# Python Functions

In the prior lessons, we generally looked only at the regular expression mini-language itself.  Once you understand patterns, you will want to do something with them in Python code.

In [1]:
from src.setup import *

## Compiling Queries

Before a regular expression can be utilized by Python, it must be *compiled*.  You do not necessarily need to think about this since any string used as a pattern will be compiled behind the scenes.  However, if you will use a pattern more than once in your program, pre-compiling it will speed up operations.
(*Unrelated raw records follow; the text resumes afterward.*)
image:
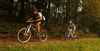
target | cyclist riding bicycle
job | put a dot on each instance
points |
(37, 17)
(72, 27)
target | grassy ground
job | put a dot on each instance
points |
(87, 45)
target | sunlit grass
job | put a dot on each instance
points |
(90, 45)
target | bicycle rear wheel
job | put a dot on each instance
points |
(43, 36)
(22, 36)
(67, 36)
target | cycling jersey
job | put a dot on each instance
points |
(72, 26)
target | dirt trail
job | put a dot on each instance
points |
(13, 41)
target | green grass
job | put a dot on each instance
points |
(90, 45)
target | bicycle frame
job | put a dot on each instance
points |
(30, 26)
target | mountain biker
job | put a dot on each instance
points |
(73, 27)
(37, 16)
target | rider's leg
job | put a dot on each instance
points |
(74, 33)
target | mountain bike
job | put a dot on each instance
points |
(24, 34)
(69, 35)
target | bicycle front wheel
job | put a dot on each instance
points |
(67, 36)
(22, 36)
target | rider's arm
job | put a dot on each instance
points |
(40, 14)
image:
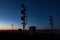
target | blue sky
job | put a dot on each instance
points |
(38, 12)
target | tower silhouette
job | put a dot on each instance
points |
(51, 23)
(23, 18)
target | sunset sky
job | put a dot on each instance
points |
(38, 12)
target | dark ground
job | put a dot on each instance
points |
(27, 36)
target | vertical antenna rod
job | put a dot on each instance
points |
(51, 23)
(24, 16)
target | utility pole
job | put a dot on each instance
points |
(51, 23)
(23, 18)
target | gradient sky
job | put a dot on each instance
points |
(38, 12)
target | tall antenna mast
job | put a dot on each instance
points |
(51, 23)
(23, 18)
(12, 26)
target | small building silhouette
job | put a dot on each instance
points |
(32, 30)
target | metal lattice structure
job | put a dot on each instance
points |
(23, 18)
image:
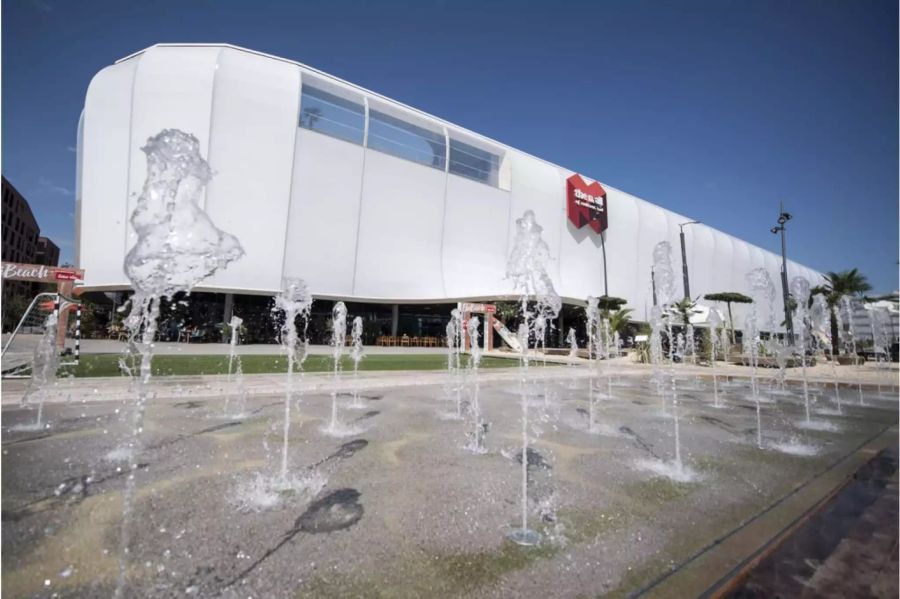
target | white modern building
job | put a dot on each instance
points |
(363, 197)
Here we search for any sequence of five words where the second and fourth word are the same.

In [2]:
pat = r'(\w+) (?P<dup>\w+) (\w+) (?P=dup) (\w+)'
show(pat, couplet)

In [3]:
cpat = re.compile(pat)
show(cpat, couplet)

## Find One

One of the common functions you will use is `re.search()`.  This will search for the first location where a match occurs, and return a *match object*.  The function `re.match()` is a more limited case of this, and will only match at the beginning of a string.  When no match is found the special value `None` is returned.

In [4]:
match = re.search(cpat, couplet)
if match is not None:
    print(match)

<re.Match object; span=(27, 50), match='fleece as white as snow'>


We can do a variety of operations with a match object.  For example, we could use the span in the original string to modify that string or extract a relevant portion.

In [5]:
couplet[match.start():match.end()]

'fleece as white as snow'

In [6]:
# A more obscure shorter spelling
couplet[slice(*match.span())]

'fleece as white as snow'

Since the pattern used contains groups, we can look at those.  Notice that our pattern included a back reference which re-uses a group.  Hence there are four groups, not five.

In [7]:
match.groups()

('fleece', 'as', 'white', 'snow')

An individual group can be retreived either by number, or by name if it is a named group.

In [8]:
match.group(3), match.group('dup')

('white', 'as')

## Splitting

Another useful thing do with regex patterns is to split strings apart.  The string method `.split()` can divide a string based on a fixed delimiter, but the function `re.split()` can divide based on an arbitrary complex regular expression.

For example, if you wished to divide the auto part list using both the dash and newlines, you might use:

In [9]:
print(re.split(r'[-\n]', parts))

['FORD', '2008', 'xyz37', 'FORD', '1998', 'ef445', 'TOYO', '1999', 'wxy66', 'TOYO', '2005', 'qrst3', 'FORD', '2010', 'ab614', 'MAZD', '1995', 'pqr33', 'TOYO', '2013', 'fg185', 'TOYO', '1997', 'abc23', 'FORD', '2012', 'lm034']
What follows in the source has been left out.